İzmir'den Afganistanlı kadınlara destek: Birlikte güçlüyüz

İzmir'de Kadınlar Birlikte Güçlü'nün çağrısıyla bir araya gelen kadınlar, Taliban'ın kadınların kazanımlarına belirterek, “Afganistanlı kadınlar yalnız değildir” dedi.

Google Haberlere Abone ol

İZMİR - Kadınlar Birlikte Güçlü'nün çağrısıyla İzmir'de bir araya gelen kadınlar, Afganistan'da yaşayan kadınlara destek olmak amacıyla basın açıklaması düzenledi.

Karşıyaka Çarşı girişinde düzenlenen açıklamada “Afganistanlı kadınlar yalnız değildir” yazılı pankart taşınarak “Yaşasın kadın dayanışması” ve “Taliban elini kadınlardan ve translardan çek” sloganları atıldı.

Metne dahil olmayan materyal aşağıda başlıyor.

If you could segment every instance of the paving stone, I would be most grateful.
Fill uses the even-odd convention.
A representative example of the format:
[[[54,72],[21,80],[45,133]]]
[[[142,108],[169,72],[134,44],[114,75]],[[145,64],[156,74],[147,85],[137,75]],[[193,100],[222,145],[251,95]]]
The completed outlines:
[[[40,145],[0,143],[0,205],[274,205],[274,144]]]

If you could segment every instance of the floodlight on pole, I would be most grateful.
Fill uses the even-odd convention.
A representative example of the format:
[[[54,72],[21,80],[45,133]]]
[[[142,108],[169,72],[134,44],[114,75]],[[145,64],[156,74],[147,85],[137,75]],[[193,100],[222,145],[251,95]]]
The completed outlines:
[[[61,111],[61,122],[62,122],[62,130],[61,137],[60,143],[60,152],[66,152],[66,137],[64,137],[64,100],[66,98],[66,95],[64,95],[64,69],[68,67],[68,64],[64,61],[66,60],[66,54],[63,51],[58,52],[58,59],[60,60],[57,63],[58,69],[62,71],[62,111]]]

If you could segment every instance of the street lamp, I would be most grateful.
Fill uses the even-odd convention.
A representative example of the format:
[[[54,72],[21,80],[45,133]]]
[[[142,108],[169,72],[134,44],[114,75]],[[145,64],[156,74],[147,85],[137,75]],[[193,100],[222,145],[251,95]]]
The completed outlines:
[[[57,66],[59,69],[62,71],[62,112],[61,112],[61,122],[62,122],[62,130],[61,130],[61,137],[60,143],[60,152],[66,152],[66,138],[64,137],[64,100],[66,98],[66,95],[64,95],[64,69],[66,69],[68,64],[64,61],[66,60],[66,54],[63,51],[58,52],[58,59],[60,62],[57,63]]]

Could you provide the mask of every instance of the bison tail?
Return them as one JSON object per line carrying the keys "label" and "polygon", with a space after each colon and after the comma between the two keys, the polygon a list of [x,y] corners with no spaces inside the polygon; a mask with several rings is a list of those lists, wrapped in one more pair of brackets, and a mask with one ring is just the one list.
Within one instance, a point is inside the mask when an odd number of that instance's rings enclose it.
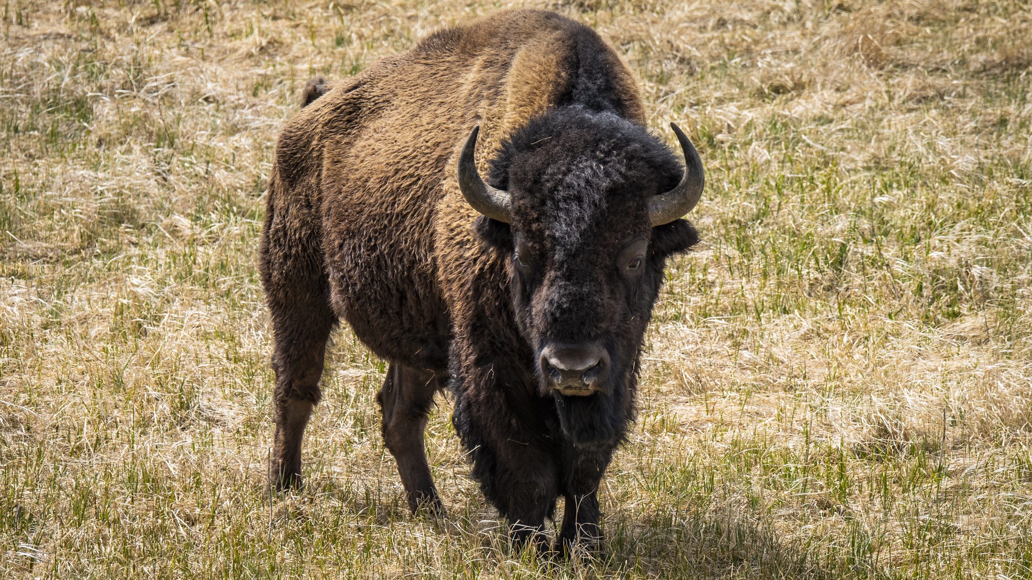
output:
{"label": "bison tail", "polygon": [[332,89],[332,87],[326,78],[322,76],[310,78],[308,84],[304,85],[304,92],[301,93],[301,108],[312,104],[312,101],[325,95],[330,89]]}

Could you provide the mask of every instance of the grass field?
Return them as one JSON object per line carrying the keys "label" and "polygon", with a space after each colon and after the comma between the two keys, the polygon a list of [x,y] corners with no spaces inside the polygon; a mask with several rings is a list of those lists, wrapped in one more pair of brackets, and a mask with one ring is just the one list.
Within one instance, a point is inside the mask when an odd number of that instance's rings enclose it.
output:
{"label": "grass field", "polygon": [[560,0],[677,121],[705,243],[669,269],[594,559],[513,551],[440,399],[408,514],[337,334],[270,502],[256,248],[276,136],[503,7],[0,6],[0,576],[1032,578],[1032,6]]}

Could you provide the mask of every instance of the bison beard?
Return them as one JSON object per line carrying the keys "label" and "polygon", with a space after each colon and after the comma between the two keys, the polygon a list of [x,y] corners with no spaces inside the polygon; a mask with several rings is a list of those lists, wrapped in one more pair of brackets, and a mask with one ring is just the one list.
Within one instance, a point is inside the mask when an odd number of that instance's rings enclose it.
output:
{"label": "bison beard", "polygon": [[545,11],[439,32],[302,98],[277,144],[260,249],[272,483],[300,483],[343,318],[390,361],[377,399],[413,510],[443,510],[422,438],[448,388],[473,476],[513,538],[545,546],[562,496],[557,548],[595,545],[666,260],[698,243],[677,219],[702,189],[695,149],[675,127],[682,170],[612,50]]}

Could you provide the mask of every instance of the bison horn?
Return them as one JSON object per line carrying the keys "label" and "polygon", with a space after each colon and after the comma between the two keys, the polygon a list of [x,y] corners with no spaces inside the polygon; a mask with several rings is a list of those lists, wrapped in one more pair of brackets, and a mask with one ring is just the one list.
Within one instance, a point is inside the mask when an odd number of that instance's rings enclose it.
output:
{"label": "bison horn", "polygon": [[462,191],[462,197],[473,205],[474,210],[492,220],[509,223],[511,200],[509,192],[485,184],[477,171],[473,153],[477,149],[479,133],[480,127],[474,127],[462,148],[462,155],[458,158],[458,188]]}
{"label": "bison horn", "polygon": [[[703,161],[699,159],[699,152],[691,146],[688,137],[677,125],[671,123],[670,127],[677,134],[677,140],[681,142],[681,151],[684,153],[684,175],[681,183],[674,186],[674,189],[660,193],[649,200],[648,217],[652,222],[652,227],[669,224],[681,216],[687,214],[699,203],[699,198],[703,194]],[[467,146],[469,147],[469,146]]]}

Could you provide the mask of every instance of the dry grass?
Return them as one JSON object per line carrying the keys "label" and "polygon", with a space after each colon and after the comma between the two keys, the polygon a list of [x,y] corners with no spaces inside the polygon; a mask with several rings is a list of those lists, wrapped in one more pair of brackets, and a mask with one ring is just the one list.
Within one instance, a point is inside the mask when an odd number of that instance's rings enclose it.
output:
{"label": "dry grass", "polygon": [[1032,10],[559,1],[689,129],[706,245],[648,336],[602,558],[513,553],[449,405],[411,517],[344,331],[270,506],[255,275],[279,127],[510,5],[5,1],[0,571],[9,577],[1032,577]]}

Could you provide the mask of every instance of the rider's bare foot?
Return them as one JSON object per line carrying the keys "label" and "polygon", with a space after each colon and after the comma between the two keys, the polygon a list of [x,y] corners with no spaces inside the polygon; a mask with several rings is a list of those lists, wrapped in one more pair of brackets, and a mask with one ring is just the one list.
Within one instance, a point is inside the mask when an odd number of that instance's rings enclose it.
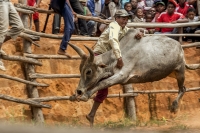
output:
{"label": "rider's bare foot", "polygon": [[89,116],[89,115],[86,115],[86,119],[90,122],[90,127],[93,127],[94,117],[91,117],[91,116]]}

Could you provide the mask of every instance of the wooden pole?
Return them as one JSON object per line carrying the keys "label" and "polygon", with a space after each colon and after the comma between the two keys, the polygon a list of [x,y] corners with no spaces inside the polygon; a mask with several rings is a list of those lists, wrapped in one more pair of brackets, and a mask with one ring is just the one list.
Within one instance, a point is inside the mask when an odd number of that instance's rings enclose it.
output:
{"label": "wooden pole", "polygon": [[[123,97],[135,97],[137,94],[134,93],[123,93],[123,94],[109,94],[107,95],[107,98],[123,98]],[[90,99],[93,99],[94,96],[92,96]],[[37,102],[49,102],[49,101],[59,101],[59,100],[70,100],[70,101],[76,101],[74,96],[51,96],[51,97],[40,97],[40,98],[29,98],[28,100],[34,100]]]}
{"label": "wooden pole", "polygon": [[[123,86],[124,93],[133,93],[134,89],[132,84],[124,85]],[[136,108],[135,108],[135,100],[134,97],[125,97],[124,98],[124,110],[125,116],[132,120],[136,121]]]}
{"label": "wooden pole", "polygon": [[[27,0],[19,0],[19,3],[22,3],[22,4],[25,4],[27,5]],[[24,27],[25,28],[28,28],[28,18],[29,16],[27,14],[22,14],[21,15],[21,18],[22,18],[22,22],[24,24]],[[29,41],[27,41],[26,39],[23,40],[23,51],[24,53],[31,53],[31,43]],[[24,64],[24,68],[25,68],[25,76],[26,76],[26,79],[29,80],[29,81],[32,81],[32,82],[36,82],[36,79],[31,79],[29,78],[29,73],[35,73],[35,70],[34,70],[34,66],[32,64]],[[28,92],[28,97],[29,98],[38,98],[39,97],[39,94],[38,94],[38,90],[37,90],[37,87],[36,86],[33,86],[33,85],[27,85],[27,92]],[[43,125],[44,124],[44,116],[43,116],[43,113],[42,113],[42,109],[39,108],[39,107],[33,107],[31,106],[31,111],[33,113],[33,119],[35,120],[35,122],[39,125]]]}

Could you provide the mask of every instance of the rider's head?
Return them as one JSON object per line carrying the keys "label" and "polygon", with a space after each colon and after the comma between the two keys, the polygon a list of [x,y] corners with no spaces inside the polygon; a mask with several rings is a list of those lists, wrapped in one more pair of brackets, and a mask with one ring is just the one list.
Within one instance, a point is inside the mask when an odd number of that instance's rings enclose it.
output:
{"label": "rider's head", "polygon": [[129,17],[130,14],[128,14],[124,9],[117,10],[115,13],[115,20],[122,28],[124,28],[128,23]]}

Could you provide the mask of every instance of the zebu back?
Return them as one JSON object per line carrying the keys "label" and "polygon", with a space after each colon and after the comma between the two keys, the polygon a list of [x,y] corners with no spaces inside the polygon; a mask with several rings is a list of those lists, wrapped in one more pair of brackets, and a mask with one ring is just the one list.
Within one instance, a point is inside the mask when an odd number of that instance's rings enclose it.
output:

Kadınlar adına yapılan açıklamada, Afganistan'da Taliban'ın ülkenin tamamını ele geçirmesinin ardından Taliban şiddetinden en çok etkilenenlerin kadınlar olduğu belirtildi.

Kadınların Taliban'ın kendi şeriat kanunları altında idam, sokak ortasında kırbaçlanma gibi ceza uygulamaları ile “karanlık günlere” geri dönüleceğinden kaygılı olunduğu ifade edilen açıklamada, Taliban'ın dönüşüyle riske atılan özgürlük ve kazanımlar anlatıldı.

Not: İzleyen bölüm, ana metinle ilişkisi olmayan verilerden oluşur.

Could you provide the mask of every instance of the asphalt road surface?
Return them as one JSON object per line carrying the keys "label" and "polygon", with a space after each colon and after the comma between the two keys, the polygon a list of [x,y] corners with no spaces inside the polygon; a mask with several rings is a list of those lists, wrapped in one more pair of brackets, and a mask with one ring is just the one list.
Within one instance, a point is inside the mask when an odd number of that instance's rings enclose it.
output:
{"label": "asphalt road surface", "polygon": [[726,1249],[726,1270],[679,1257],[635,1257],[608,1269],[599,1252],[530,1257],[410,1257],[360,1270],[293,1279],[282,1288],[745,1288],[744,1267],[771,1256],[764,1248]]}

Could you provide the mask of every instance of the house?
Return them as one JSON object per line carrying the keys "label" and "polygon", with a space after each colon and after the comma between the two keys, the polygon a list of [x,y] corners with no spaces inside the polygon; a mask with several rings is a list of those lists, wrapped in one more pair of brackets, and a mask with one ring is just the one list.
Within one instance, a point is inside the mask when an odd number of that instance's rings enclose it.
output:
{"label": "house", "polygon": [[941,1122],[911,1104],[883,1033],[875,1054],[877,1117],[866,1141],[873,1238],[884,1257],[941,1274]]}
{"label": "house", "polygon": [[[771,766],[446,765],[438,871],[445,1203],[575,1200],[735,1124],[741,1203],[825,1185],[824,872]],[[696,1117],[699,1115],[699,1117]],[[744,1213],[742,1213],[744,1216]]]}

'KAZANIMLARIMIZA GÖZ DİKTİĞİNİZİN FARKINDAYIZ"

Taliban'ın kadınlara yönelik yaptırım uygulamasının nedeni olarak “kadınların iffet ve haysiyetinin kutsal sayılabileceği güvenli bir ortam yaratmak” olduğunu söylediği hatırlatılan açıklamada, “İnandık mı, tabii ki hayır! Biz erkek egemen zihniyetin nasıl işlediğini de neye ve kimlere hizmet ettiğini de çok iyi biliyoruz” denildi.

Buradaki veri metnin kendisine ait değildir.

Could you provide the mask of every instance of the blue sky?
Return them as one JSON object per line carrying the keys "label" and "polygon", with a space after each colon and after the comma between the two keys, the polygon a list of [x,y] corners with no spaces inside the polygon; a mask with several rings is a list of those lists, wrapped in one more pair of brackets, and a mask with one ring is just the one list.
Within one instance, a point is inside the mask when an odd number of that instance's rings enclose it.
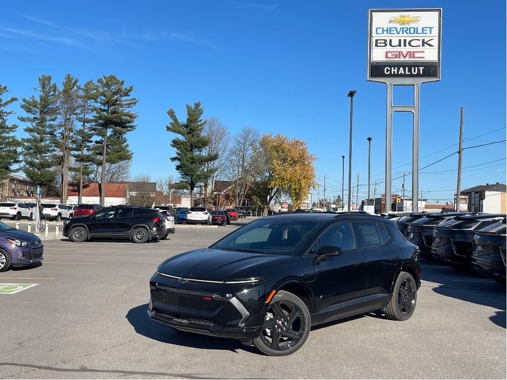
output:
{"label": "blue sky", "polygon": [[[456,192],[460,108],[464,107],[462,188],[505,182],[505,3],[458,1],[28,1],[3,4],[0,83],[28,98],[43,74],[60,85],[66,73],[84,83],[114,74],[139,99],[128,135],[131,175],[178,176],[169,157],[175,136],[167,110],[186,119],[200,101],[232,135],[244,127],[307,142],[318,157],[323,196],[347,197],[350,90],[354,98],[352,185],[384,188],[385,85],[367,81],[370,9],[442,8],[440,82],[421,87],[419,193],[445,202]],[[36,95],[37,96],[37,95]],[[411,98],[394,92],[395,104]],[[7,96],[6,96],[7,98]],[[20,102],[10,110],[23,115]],[[11,121],[10,120],[10,121]],[[20,136],[23,135],[21,123]],[[393,194],[412,169],[412,117],[395,113]],[[405,178],[411,196],[412,177]],[[355,190],[354,189],[355,197]],[[312,192],[313,199],[317,190]]]}

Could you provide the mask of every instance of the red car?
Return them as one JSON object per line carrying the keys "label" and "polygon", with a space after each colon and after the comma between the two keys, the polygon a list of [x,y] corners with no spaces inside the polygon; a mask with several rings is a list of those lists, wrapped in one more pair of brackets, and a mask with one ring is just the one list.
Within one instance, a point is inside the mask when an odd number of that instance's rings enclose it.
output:
{"label": "red car", "polygon": [[238,220],[237,210],[235,208],[226,208],[225,210],[227,211],[227,213],[229,214],[229,216],[231,218],[231,220]]}
{"label": "red car", "polygon": [[99,210],[102,208],[100,205],[95,203],[93,204],[81,204],[74,209],[74,217],[77,216],[90,216],[95,214]]}

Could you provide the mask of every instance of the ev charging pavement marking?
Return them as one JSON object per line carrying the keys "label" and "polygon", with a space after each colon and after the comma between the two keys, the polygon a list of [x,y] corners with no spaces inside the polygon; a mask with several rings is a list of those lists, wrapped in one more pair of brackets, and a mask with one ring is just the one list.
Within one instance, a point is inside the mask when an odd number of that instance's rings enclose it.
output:
{"label": "ev charging pavement marking", "polygon": [[9,284],[0,283],[0,294],[13,294],[15,293],[24,290],[25,289],[35,286],[39,284]]}

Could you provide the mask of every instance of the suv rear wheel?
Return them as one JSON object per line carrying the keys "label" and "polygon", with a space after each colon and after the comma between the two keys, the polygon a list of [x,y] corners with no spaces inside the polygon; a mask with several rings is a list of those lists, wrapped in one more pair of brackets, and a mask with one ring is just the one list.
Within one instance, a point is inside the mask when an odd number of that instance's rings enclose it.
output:
{"label": "suv rear wheel", "polygon": [[384,309],[386,315],[395,321],[405,321],[414,313],[417,300],[417,287],[409,274],[402,272],[394,284],[391,302]]}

Açıklamada son olarak şu ifadelere yer verildi:

“Kazanımlarımıza göz diktiğinizin farkındayız. Bu zihniyetin failleri her yerde, içimizde. En uzağımızda yaşananları bile en derinden hissedebiliyoruz. Zihniyet aynı, failler aynı fabrikanın ürünü. Değişen tek şey mekan ve zaman. Peşinizdeyiz, eril zihniyetinizi tarihin çöp sepetine gömmeye kararlıyız. Adaletin hayat bulduğu eşitlikçi ve özgürlükçü demokratik bir toplum olma yolunda kararlı adımlarla yürüyen kadınlar olarak dünyanın neresinde olursa olsun kız kardeşlerimize de çocuklara da insanlık değerlerine de doğamıza da daima sahip çıkacak, tüm çirkinliklere karşı güzellikleri ortaya çıkaracağız. Tüm zalimliklere karşı dayanışma içinde olacağız, seslerimizi birleştireceğiz. Haklarımıza, kazanımlarımıza, yaşamlarımıza, birbirimize sahip çıkıyoruz, birlikte güçlüyüz. Afganistanlı kadınlar yalnız değildir.”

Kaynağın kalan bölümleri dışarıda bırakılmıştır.